The management of intralenticular FBs depends on many factors; however, evaluation of the FB and any associated injury is always necessary in deciding the best approach. Our review found that surgery to remove the FB is not always needed, and that the best timing for surgery varies with each case. Our case is interesting and clinically important due to its unusual nature where the FB was entirely undetectable until surgical removal. This report and literature review provides a better understanding of, and guidance for managing, cases of intralenticular FB. We show that with appropriate treatment, a good visual prognosis is more than likely.

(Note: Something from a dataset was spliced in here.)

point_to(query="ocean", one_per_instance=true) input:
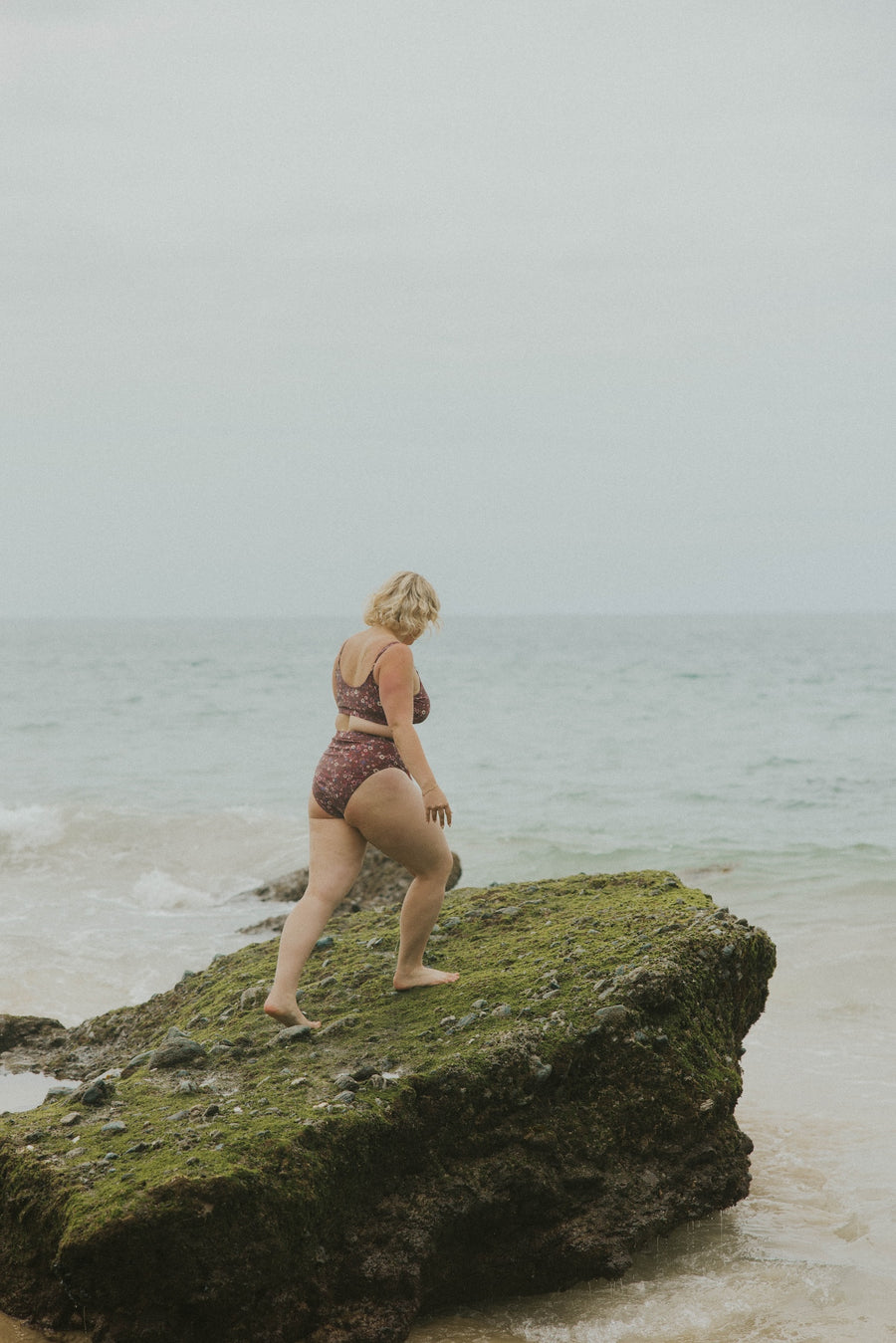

Declaration of patient consent
The authors certify that they have obtained all appropriate patient consent forms. In the form, the patient has given his consent for his images and other clinical information to be reported in the journal. The patient understand that his name and initials will not be published and due efforts will be made to conceal his identity, but anonymity cannot be guaranteed.
Financial support and sponsorship
Conflicts of interest
The authors declare that there are no conflicts of interests of this paper.